Il piano commerciale di Rete Ferroviaria Italiana (RFI) per il periodo 2024-2028 prevede importanti sviluppi per il sistema ferroviario dell’Umbria, puntando su nuove infrastrutture, maggiore accessibilità e tempi di percorrenza ridotti.

RFI ha pubblicato il suo piano per il 2024-2028, con l’obiettivo di modernizzare le ferrovie umbre e migliorare i servizi. Il documento si basa su un accordo quadro con la Regione Umbria, che punta a ottimizzare i collegamenti regionali e stabilizzare i poli di attrazione come Firenze e Roma. Una delle priorità è garantire una maggiore frequenza dei collegamenti tra Perugia, Foligno e Terni, insieme alla riorganizzazione dei servizi in tutta la regione.

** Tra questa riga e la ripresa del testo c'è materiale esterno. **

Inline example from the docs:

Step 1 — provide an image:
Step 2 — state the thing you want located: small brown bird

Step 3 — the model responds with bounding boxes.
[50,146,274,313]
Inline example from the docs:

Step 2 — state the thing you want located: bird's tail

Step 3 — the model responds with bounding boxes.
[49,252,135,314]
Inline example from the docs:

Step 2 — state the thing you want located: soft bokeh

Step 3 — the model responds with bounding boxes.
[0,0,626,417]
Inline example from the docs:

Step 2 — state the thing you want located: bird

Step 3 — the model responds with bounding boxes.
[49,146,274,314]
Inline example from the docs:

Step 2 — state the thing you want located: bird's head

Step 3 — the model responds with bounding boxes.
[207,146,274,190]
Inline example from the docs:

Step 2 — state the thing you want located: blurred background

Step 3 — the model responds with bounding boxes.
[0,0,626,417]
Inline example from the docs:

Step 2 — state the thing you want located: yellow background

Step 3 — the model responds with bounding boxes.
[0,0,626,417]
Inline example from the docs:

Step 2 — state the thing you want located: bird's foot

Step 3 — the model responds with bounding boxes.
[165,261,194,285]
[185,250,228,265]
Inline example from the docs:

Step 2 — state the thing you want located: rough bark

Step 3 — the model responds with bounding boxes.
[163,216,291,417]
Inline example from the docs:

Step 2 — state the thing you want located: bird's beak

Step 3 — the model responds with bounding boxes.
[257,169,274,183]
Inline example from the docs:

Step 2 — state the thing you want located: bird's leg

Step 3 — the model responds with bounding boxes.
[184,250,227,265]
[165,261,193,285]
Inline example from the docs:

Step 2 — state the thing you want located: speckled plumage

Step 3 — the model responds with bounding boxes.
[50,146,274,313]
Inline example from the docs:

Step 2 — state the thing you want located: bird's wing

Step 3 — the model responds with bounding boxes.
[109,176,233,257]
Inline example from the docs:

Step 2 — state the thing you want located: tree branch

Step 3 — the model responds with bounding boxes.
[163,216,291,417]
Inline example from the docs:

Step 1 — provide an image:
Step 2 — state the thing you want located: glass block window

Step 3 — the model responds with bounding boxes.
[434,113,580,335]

Uno dei punti strategici del piano è la valorizzazione della ex Ferrovia Centrale Umbra (FCU), ritenuta fondamentale per la regione, oltre al completamento del raddoppio della tratta Spoleto-Campello, atteso da tempo. Il piano prevede anche interventi su diverse stazioni umbre, con l’obiettivo di renderle più accessibili e confortevoli per i viaggiatori. Le stazioni di Baiano, Perugia, Spoleto, Terni e Foligno saranno oggetto di ristrutturazione, con tempistiche che vanno dal 2025 al 2028.

Il piano infrastrutturale si estende anche alle vicine Marche, con effetti diretti sulla gestione dei servizi tra Umbria, Ancona e Roma. Le linee interessate sono tre: Foligno-Terontola, Orte-Falconara e Terni-Rieti-L’Aquila-Sulmona. Per la Foligno-Terontola, ad esempio, è previsto un recupero di 5 minuti sui tempi di percorrenza grazie agli interventi nelle stazioni di Ellera, Spello, Bastia e Assisi, con i lavori previsti tra il 2027 e il 2028.

Importanti modifiche sono previste anche sulla linea Terni-Rieti-L’Aquila-Sulmona, con rettifiche al tracciato tra Marmore e Rieti che permetteranno ai treni di aumentare la velocità dagli attuali 75 a 100 chilometri orari. Inoltre, la linea sarà adeguata alla categoria C3 per accogliere nuovi treni passeggeri, con una prima fase dei lavori fissata per il 2026.

Un altro intervento rilevante riguarda la linea Orte-Falconara, sostenuta anche dai fondi del Piano Nazionale di Ripresa e Resilienza (PNRR). Il progetto prevede l’estensione del doppio binario tra PM 228 e Castelplanio, completando il raddoppio della tratta Fabriano-Falconara Marittima. Grazie agli interventi infrastrutturali e tecnologici previsti entro il 2026, i tempi di percorrenza tra Roma e Ancona saranno ridotti fino a 30 minuti per alcuni servizi.

La modernizzazione delle ferrovie umbre e delle regioni limitrofe rappresenta un passo cruciale per migliorare i collegamenti e facilitare la mobilità dei cittadini, con un focus particolare sull’accessibilità, la frequenza dei treni e la velocità di percorrenza.